Two shapers, one trait
pub trait TextShaper {
fn shape(&self, run: &TextRun, key: &ShapingKey) -> ShapedRun;
}NoopShaper— the ASCII / fixed-pitch fallback. One glyph per char, no ligatures, no contextual forms. Used whenrustybuzzis disabled or for pure-ASCII fast paths.RustybuzzShaper— wrapsrustybuzzfor real OpenType shaping. Used for complex scripts and when ligatures are enabled.
The renderer picks the shaper per-run based on the run’s script: Arabic runs get the full shaper, Latin runs with ligatures off get the noop.

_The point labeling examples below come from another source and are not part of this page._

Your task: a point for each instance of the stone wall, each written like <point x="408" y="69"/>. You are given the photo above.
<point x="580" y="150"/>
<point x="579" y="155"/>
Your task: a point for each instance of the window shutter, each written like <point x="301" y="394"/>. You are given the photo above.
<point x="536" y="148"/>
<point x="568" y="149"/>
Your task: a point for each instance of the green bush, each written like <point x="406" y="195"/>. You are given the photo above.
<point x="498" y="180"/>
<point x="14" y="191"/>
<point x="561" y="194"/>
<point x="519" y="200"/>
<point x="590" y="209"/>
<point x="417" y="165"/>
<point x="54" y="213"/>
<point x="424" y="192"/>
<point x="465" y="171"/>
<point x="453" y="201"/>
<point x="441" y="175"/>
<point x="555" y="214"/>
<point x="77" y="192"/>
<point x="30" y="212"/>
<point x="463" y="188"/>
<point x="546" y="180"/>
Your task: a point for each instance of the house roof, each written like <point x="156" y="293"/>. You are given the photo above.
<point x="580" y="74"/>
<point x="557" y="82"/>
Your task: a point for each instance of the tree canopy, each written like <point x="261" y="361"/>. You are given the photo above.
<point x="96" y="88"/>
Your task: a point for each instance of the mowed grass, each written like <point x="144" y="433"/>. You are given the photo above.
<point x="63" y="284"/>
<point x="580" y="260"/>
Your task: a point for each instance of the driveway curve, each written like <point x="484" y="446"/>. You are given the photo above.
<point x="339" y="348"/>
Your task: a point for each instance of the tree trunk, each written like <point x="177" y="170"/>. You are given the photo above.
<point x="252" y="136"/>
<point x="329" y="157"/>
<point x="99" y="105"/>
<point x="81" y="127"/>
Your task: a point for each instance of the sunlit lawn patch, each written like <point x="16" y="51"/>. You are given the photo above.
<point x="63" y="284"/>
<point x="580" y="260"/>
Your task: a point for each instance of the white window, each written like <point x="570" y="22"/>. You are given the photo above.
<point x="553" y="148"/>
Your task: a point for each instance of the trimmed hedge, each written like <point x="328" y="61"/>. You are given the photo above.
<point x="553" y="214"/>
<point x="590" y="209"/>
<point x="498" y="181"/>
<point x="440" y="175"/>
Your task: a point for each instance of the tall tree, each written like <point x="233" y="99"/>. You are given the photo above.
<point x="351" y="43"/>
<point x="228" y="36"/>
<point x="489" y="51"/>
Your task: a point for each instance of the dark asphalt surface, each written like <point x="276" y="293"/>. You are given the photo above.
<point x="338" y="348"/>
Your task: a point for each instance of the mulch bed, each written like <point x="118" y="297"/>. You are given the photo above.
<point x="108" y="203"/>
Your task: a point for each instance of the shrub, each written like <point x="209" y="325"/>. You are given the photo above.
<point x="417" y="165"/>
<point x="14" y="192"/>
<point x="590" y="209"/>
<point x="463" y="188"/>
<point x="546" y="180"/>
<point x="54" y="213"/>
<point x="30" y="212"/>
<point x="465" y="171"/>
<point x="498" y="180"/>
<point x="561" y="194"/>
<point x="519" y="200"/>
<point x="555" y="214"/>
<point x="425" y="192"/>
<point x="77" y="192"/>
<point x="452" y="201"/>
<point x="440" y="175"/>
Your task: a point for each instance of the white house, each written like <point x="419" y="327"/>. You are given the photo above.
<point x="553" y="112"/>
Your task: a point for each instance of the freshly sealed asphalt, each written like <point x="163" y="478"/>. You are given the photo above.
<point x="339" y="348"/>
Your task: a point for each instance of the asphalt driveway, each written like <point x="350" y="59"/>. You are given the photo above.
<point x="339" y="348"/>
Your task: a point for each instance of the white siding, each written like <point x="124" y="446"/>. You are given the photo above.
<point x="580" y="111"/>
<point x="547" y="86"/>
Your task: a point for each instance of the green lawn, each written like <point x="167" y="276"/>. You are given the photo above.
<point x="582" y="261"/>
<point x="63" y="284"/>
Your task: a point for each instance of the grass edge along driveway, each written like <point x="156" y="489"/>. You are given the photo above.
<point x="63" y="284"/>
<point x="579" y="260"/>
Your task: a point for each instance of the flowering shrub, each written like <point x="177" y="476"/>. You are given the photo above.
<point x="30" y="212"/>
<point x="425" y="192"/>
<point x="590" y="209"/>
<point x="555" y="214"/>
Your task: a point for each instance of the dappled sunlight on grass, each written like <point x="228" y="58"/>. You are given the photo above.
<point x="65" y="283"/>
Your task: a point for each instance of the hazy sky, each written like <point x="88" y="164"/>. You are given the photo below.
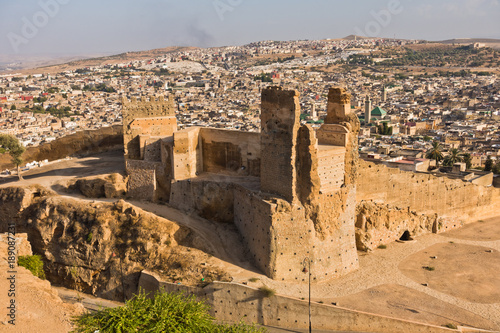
<point x="113" y="26"/>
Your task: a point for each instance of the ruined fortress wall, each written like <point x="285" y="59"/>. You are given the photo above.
<point x="279" y="128"/>
<point x="232" y="152"/>
<point x="142" y="179"/>
<point x="391" y="201"/>
<point x="211" y="200"/>
<point x="149" y="117"/>
<point x="426" y="194"/>
<point x="254" y="219"/>
<point x="231" y="302"/>
<point x="187" y="154"/>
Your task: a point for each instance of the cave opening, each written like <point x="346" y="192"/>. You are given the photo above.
<point x="406" y="236"/>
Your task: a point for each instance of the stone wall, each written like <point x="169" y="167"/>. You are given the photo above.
<point x="187" y="161"/>
<point x="280" y="121"/>
<point x="391" y="201"/>
<point x="147" y="117"/>
<point x="230" y="302"/>
<point x="232" y="152"/>
<point x="142" y="179"/>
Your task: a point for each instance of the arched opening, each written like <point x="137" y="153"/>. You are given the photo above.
<point x="406" y="236"/>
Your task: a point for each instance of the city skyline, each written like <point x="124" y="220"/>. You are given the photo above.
<point x="75" y="28"/>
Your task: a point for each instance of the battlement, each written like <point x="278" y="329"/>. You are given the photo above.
<point x="289" y="190"/>
<point x="146" y="118"/>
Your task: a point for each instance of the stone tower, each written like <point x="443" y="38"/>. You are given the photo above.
<point x="145" y="119"/>
<point x="368" y="110"/>
<point x="307" y="199"/>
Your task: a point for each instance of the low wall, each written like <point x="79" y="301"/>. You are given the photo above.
<point x="426" y="194"/>
<point x="231" y="302"/>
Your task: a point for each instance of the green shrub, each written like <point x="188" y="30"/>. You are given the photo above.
<point x="452" y="326"/>
<point x="34" y="264"/>
<point x="173" y="312"/>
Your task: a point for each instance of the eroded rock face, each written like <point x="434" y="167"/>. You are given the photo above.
<point x="112" y="186"/>
<point x="95" y="248"/>
<point x="378" y="224"/>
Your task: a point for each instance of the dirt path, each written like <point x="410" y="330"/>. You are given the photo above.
<point x="367" y="289"/>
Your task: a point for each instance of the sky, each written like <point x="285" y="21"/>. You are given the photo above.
<point x="83" y="27"/>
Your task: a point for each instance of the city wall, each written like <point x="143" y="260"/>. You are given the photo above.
<point x="391" y="201"/>
<point x="230" y="302"/>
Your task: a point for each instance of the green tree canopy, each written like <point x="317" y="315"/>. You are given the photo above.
<point x="165" y="313"/>
<point x="455" y="156"/>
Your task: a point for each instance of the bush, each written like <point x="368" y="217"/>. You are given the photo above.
<point x="165" y="313"/>
<point x="34" y="264"/>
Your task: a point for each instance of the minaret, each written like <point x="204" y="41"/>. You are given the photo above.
<point x="368" y="110"/>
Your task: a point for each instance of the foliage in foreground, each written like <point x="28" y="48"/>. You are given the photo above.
<point x="165" y="313"/>
<point x="34" y="264"/>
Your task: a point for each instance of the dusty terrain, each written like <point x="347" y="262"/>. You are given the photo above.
<point x="462" y="289"/>
<point x="39" y="308"/>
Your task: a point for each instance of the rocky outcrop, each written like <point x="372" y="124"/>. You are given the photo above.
<point x="112" y="186"/>
<point x="80" y="143"/>
<point x="98" y="248"/>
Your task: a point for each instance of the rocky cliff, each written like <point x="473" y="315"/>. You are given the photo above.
<point x="84" y="142"/>
<point x="97" y="247"/>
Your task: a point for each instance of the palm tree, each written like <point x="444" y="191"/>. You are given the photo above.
<point x="455" y="156"/>
<point x="435" y="153"/>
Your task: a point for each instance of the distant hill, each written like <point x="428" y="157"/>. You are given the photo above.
<point x="469" y="40"/>
<point x="58" y="65"/>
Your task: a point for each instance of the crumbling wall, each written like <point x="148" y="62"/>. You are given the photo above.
<point x="211" y="200"/>
<point x="231" y="302"/>
<point x="391" y="201"/>
<point x="187" y="159"/>
<point x="147" y="117"/>
<point x="142" y="179"/>
<point x="426" y="194"/>
<point x="280" y="117"/>
<point x="232" y="152"/>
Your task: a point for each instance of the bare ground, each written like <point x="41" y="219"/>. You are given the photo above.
<point x="463" y="288"/>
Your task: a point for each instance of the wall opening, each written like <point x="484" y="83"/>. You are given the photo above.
<point x="406" y="236"/>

ShapedRun — what comes out
pub struct ShapedRun {
pub glyphs: Vec<Glyph>, // positioned glyphs
pub clusters: Vec<ClusterMap>, // grapheme-to-glyph mapping
/* advances, bounds, etc. */
}ClusterMap is the bridge back to logical text: for each grapheme in
the input run, it records which glyph(s) render it. Essential for
cursor positioning and hit-testing.
Worked example — sketch of the cache path
use ftui_text::shaping::{ShapingCache, ShapingKey, TextShaper};
fn shape_or_cache(
cache: &mut ShapingCache,
shaper: &dyn TextShaper,
run: &TextRun,
) -> ShapedRun {
let key = ShapingKey::for_run(run, /* style, font, size, features */);
if let Some(hit) = cache.get(&key) {
return hit.clone();
}
let shaped = shaper.shape(run, &key);
cache.insert(key, shaped.clone());
shaped
}In steady state (scrolling a code file, typing into a textarea), the vast majority of calls land on the cache hit path.
When do entries actually get recomputed?
The cache generation bumps when:
- The font set loaded into the process changes.
- The DPR / zoom level changes (if the caller wires it into the key).
- The ASCII fast-path opts out (a new grapheme with multiple codepoints appears and forces the real shaper).
In ordinary use, the generation does not bump for seconds at a time, and the hit rate stays very high.
Pitfalls
Don’t put user-typed Unicode directly in the key. Hash it. The cache is keyed by hash, not by string, specifically to keep the key small and the lookup cheap.
Clearing the cache is almost always wrong. Bump the generation
instead. A manual clear() defeats the LRU’s amortized behavior and
causes a cold-cache stall on the next frame.
Shaping is not layout. The shaper tells you glyph positions within a run. It does not wrap lines. Line wrapping lives at the widget layer on top of the width cache; see grapheme / width.